Pokok dari ibadah kepada Allah adalah beriman kepada Allah dan Rasul-Nya. Iman kepada Allah membuahkan keikhlasan, dan iman kepada Rasul menumbuhkan ittiba’/kesetiaan kepada tuntunan. Oleh sebab itulah pokok agama Islam ada pada 2 hal; kita tidak beribadah kecuali kepada Allah, dan kita tidak beribadah kepada Allah kecuali dengan mengikuti syariat Rasulullah shallallahu ‘alaihi wa sallam.
Inilah kandungan dari 2 kalimat syahadat. Syahadat laa ilaha illallah mencakup penolakan ibadah kepada selain Allah dan penetapan ibadah -dengan segala bentuknya- hanya ditujukan kepada Allah. Adapun syahadat anna Muhammadar rasulullah memberikan konsekuensi; menaati perintahnya, menjauhi larangannya, beribadah kepada Allah dengan tuntunannya, dan membenarkan segala berita yang disampaikannya.
Para ulama kita telah menegaskan bahwa ibadah kepada Allah tidak akan bisa tegak dan diterima kecuali apabila dilandasi dengan aqidah yang benar dan lurus. Aqidah adalah apa-apa yang diyakini di dalam hati dengan tegas dan kuat, tidak tercampuri dengan keragu-raguan. Aqidah mencakup rukun-rukun iman -sebagaimana disebutkan dalam hadits Jibril- yaitu iman kepada Allah, para malaikat-Nya, kitab-kitab-Nya, para rasul-Nya, hari akhir, dan beriman kepada takdir; yang baik dan yang buruk.
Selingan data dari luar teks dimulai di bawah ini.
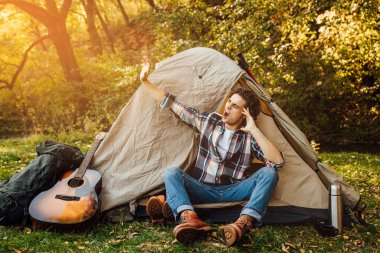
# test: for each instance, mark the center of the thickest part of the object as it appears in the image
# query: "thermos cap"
(335, 189)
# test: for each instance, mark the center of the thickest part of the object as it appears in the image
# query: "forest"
(72, 65)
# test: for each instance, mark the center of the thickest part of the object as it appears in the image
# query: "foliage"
(318, 59)
(361, 170)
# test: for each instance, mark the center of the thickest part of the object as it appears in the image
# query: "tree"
(55, 22)
(89, 7)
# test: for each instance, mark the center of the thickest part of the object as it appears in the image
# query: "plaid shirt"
(210, 167)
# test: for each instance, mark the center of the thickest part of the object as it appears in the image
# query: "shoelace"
(243, 224)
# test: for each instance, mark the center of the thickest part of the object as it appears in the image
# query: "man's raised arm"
(157, 92)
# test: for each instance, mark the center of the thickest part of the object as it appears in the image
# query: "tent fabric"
(145, 140)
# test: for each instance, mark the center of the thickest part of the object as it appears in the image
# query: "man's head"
(233, 115)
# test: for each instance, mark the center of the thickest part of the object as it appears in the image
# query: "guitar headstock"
(101, 135)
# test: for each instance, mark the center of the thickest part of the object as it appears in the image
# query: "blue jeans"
(182, 191)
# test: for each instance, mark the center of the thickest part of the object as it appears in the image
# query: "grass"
(361, 170)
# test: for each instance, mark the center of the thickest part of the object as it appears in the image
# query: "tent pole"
(244, 65)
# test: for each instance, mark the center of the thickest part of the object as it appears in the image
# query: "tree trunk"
(121, 7)
(61, 40)
(89, 7)
(152, 4)
(106, 30)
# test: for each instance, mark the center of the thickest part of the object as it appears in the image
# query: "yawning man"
(228, 144)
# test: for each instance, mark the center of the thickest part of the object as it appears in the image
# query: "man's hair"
(252, 101)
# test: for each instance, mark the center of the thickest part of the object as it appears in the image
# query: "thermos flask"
(336, 207)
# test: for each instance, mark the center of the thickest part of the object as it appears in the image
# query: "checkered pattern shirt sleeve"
(192, 117)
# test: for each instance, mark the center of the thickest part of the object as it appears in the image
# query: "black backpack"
(40, 174)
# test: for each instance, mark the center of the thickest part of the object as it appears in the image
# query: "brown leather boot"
(158, 210)
(233, 232)
(191, 228)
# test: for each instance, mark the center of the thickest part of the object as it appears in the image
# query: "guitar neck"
(86, 161)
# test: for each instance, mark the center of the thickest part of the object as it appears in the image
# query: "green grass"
(361, 170)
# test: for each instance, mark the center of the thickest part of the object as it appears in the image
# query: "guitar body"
(66, 207)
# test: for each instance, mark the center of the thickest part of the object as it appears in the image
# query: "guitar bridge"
(67, 198)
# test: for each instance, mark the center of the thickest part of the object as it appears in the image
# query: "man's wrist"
(254, 130)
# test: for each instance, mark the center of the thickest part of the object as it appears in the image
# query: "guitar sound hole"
(75, 182)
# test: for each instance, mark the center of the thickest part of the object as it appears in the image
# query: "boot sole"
(187, 235)
(229, 235)
(154, 210)
(167, 212)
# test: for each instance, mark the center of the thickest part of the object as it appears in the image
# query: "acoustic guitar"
(72, 203)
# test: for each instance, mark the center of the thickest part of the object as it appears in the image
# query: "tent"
(145, 140)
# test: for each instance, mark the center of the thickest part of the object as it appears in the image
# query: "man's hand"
(145, 72)
(157, 92)
(251, 125)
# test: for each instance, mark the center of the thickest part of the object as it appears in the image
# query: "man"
(228, 143)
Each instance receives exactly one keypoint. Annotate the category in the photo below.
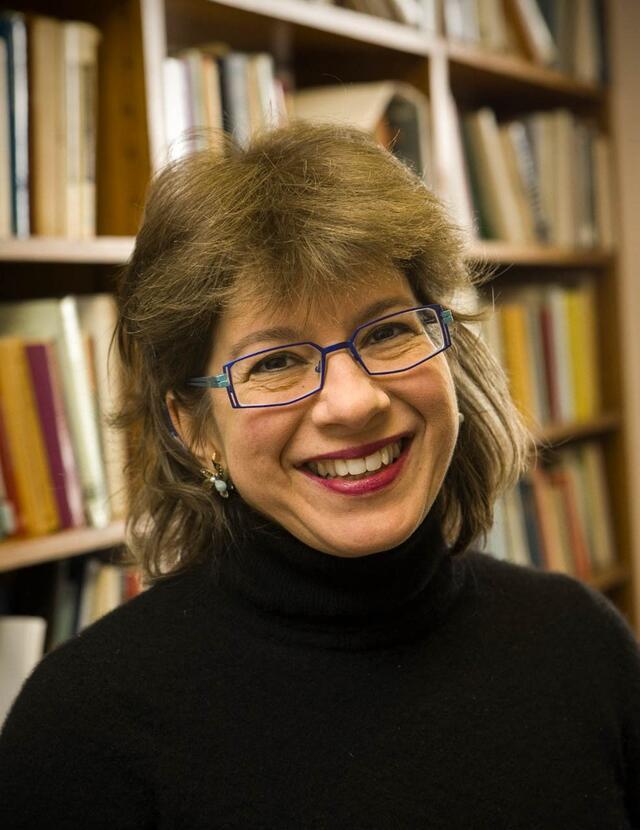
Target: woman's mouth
(356, 468)
(362, 475)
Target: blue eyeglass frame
(225, 379)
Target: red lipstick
(361, 451)
(371, 483)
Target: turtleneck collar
(353, 602)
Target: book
(518, 357)
(12, 517)
(364, 105)
(6, 219)
(497, 201)
(58, 320)
(97, 315)
(53, 420)
(13, 33)
(47, 126)
(21, 648)
(25, 440)
(80, 49)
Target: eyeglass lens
(286, 373)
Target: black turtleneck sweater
(291, 690)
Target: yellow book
(583, 340)
(517, 357)
(26, 442)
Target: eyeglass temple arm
(214, 382)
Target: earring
(223, 486)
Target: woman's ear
(173, 417)
(179, 426)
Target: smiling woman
(318, 437)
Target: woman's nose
(349, 396)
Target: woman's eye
(276, 362)
(386, 332)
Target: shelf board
(101, 250)
(613, 577)
(503, 69)
(555, 435)
(19, 553)
(248, 22)
(497, 252)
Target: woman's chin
(358, 539)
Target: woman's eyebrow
(284, 334)
(287, 334)
(378, 308)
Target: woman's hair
(304, 211)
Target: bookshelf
(318, 43)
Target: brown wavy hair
(302, 211)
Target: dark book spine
(45, 401)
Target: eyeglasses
(289, 373)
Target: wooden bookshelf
(102, 250)
(478, 70)
(19, 553)
(309, 24)
(556, 435)
(537, 256)
(316, 42)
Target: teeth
(373, 462)
(356, 466)
(330, 468)
(341, 467)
Diantara pokok-pokok aqidah ini maka tauhid merupakan prinsip paling mendasar dan pokok yang paling utama dalam kehidupan seorang muslim. Tauhid yaitu mengesakan Allah dalam hal ibadah. Syaikh Muhammad at-Tamimi rahimahullah mengatakan dalam risalah al-Qawa’id al-Arba’, “Bahwa ibadah tidaklah disebut sebagai ibadah -yang benar- kecuali apabila disertai dengan tauhid, sebagaimana halnya sholat tidak disebut sebagai sholat kecuali apabila disertai dengan thaharah/bersuci.”
Para ulama juga menggambarkan kedudukan tauhid ini sebagaimana pondasi dalam sebuah bangunan. Maka orang yang menggunakan akalnya tentu berusaha mengokohkan pondasi sebelum meninggikan bangunan. Sebab tanpa pondasi yang kuat, megahnya bangunan tidak ada artinya. Hanya tampak hebat dari luar tetapi keropos di dalam. Ketika ada sedikit goncangan atau tiupan angin ia pun ambruk dan berantakan.
Hal ini mengisyaratkan kepada kita bahwa perkara aqidah harus menempati prioritas utama dalam perbaikan kualitas hidup seorang hamba. Peranan aqidah bagi amal kebaikan laksana jantung bagi segenap anggota badan. Laksana akar bagi sebatang pohon, dan seperti pondasi dalam sebuah gedung.
Nabi shallallahu ‘alaihi wa sallam bersabda, “Barangsiapa yang Allah kehendaki kebaikan niscaya Allah pahamkan dia dalam hal agama.” (HR. Bukhari dan Muslim). Kepahaman atau fikih dalam agama tidak hanya terbatas pada sholat, puasa atau pun ibadah-ibadah lahiriah yang lainnya. Lebih daripada itu ia pun mencakup ibadah-ibadah hati dan keyakinan yang bersemayam dalam hati kaum beriman dan bertauhid.
Allah berfirman (yang artinya), “Dan sungguh telah diwahyukan kepadamu dan kepada orang-orang sebelum kamu; Jika kamu berbuat syirik pasti lenyap seluruh amalmu dan benar-benar kamu akan termasuk golongan orang-orang yang merugi.” (az-Zumar : 65). Syirik mencakup segala bentuk persekutuan kepada Allah dalam hal ucapan, keyakinan dan perbuatan; ada yang tampak dan banyak pula yang tersembunyi di dalam hati. Oleh sebab itu wajib mewaspadai segala bentuk syirik ini dan tidak boleh meremehkannya…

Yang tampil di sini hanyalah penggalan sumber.